Between 2011 and 2013, the overall decline was 69.5 percent (183 ER visits). The report also shows that their hospital admissions declined sharply, from 194 to 42, a decline of 78.5 percent. (During the course of one of the health care programs, counties also initiated care coordination programs that may have helped normalize use more quickly.)

Researchers limited their study to adults who would be eligible for Medicaid expansion

From 2007 to December 2013—before expanding Medicaid last January—California ran two consecutive programs covering uninsured adults with incomes under 200 percent of the federal poverty level: the Health Care Coverage Initiative (HCCI) and the Low-Income Health Plan (LIHP). In 2014, enrollees were moved into Medi-Cal, California’s Medicaid program, or into the state-operated health insurance marketplace.

For the study, UCLA researchers looked at two years of LIHP claims data for more than 180,000 enrollees. They limited the sample to enrollees who met the income eligibility limit for the Affordable Care Act’s Medicaid expansion (133 percent of poverty).
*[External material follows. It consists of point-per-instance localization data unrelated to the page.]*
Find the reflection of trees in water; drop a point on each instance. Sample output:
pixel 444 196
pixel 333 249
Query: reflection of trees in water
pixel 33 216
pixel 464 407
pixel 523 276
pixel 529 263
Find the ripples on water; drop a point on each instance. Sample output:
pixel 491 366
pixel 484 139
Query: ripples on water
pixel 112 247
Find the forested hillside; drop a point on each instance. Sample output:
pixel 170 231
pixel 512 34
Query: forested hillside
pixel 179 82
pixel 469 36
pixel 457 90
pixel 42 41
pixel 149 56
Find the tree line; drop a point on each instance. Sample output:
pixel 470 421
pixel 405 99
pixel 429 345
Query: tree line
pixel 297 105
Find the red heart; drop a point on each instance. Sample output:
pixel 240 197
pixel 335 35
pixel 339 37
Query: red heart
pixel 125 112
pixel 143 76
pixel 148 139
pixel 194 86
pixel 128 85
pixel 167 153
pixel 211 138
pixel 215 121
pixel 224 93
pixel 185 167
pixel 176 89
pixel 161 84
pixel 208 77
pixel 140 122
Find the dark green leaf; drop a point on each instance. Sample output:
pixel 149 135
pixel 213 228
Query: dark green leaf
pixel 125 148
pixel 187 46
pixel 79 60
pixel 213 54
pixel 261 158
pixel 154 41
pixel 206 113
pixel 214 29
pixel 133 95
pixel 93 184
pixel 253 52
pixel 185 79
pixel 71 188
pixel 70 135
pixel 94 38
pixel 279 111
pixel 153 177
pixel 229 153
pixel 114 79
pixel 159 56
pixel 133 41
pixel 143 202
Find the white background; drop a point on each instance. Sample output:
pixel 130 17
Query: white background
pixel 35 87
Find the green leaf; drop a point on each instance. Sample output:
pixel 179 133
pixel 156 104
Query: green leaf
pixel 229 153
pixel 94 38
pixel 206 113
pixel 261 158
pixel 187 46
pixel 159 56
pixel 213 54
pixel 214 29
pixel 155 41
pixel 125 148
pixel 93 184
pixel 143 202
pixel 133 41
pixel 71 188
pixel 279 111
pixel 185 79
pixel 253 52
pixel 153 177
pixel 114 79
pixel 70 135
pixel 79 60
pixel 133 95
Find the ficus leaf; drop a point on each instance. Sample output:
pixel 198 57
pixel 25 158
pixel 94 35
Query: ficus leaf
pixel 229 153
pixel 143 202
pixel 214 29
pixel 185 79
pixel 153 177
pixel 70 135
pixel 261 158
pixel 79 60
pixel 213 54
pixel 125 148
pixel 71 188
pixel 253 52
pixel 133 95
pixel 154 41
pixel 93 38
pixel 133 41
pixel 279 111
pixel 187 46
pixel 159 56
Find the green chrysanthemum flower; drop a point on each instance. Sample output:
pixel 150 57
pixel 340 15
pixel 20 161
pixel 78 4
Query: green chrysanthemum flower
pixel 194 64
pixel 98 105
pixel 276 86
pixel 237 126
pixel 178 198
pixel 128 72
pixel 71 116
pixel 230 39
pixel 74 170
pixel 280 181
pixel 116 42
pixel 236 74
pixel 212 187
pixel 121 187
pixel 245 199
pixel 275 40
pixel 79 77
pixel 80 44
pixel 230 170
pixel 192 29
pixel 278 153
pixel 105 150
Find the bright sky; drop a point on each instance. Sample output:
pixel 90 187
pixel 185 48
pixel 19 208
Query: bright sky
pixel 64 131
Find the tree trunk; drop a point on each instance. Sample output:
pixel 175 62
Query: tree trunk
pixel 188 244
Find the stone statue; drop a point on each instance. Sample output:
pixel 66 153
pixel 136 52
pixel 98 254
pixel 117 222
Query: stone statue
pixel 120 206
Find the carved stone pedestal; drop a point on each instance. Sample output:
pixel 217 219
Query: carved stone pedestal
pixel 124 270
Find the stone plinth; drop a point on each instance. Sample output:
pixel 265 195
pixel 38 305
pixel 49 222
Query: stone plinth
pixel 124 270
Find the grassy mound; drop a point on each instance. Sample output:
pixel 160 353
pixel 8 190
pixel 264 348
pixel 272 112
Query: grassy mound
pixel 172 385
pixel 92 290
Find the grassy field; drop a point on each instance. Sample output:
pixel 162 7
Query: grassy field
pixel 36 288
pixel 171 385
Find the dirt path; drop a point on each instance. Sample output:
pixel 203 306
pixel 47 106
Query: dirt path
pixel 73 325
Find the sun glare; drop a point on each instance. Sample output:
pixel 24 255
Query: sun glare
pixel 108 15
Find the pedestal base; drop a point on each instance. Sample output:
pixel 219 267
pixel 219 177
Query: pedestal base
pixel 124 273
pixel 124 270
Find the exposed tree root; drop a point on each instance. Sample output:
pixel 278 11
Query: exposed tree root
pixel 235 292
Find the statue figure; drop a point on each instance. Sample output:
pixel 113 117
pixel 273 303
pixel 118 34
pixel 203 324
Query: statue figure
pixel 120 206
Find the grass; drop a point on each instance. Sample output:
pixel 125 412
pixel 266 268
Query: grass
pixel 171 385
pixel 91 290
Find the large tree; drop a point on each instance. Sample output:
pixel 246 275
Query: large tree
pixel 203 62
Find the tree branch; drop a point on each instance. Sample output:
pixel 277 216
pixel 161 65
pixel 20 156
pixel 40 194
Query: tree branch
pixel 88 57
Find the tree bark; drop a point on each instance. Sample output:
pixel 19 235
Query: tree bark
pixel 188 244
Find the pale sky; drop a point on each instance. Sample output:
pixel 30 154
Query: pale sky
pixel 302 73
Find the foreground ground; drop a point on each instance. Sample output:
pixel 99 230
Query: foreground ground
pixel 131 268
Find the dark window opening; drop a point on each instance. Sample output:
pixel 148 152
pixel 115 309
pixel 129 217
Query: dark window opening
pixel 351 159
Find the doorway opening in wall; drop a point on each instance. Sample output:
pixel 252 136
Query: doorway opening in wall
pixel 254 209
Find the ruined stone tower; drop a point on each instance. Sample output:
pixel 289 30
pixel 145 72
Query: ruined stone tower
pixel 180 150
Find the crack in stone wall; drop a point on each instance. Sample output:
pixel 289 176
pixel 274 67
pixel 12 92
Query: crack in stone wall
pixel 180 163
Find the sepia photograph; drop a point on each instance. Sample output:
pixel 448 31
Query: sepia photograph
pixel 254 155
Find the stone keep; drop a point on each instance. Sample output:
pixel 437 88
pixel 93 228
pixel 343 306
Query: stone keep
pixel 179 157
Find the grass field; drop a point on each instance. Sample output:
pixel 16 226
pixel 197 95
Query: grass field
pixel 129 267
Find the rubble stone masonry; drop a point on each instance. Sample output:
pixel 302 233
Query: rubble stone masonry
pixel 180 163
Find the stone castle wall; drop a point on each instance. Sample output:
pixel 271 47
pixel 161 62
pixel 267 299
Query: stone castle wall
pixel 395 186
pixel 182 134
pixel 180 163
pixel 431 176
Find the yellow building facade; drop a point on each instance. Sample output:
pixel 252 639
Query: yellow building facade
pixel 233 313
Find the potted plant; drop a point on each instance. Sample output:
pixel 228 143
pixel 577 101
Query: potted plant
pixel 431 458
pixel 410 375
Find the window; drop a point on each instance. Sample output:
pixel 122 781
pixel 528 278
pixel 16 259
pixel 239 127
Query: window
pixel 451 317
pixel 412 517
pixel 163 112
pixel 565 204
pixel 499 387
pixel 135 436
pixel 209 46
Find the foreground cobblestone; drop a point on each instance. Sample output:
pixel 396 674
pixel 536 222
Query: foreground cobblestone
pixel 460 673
Researchers grouped enrollees into one of four categories based on expected pent-up demand for care. This ranged from enrollees who used no services before having health coverage to those who had health coverage and used services. This design allowed researchers to compare the service use of those who had little to no access to medical care against those who had been in a health insurance program.

Results undermine argument against Medicaid expansion

This study is important because it debunks the idea that giving people Medicaid will permanently overwhelm the health care system. What can the 23 states that are still leaving federal Medicaid dollars on the table learn from California’s experience? Expand Medicaid now, when the federal government is paying 100 percent of the costs, so that demand is normalized when the state needs to cover a small percent of program costs.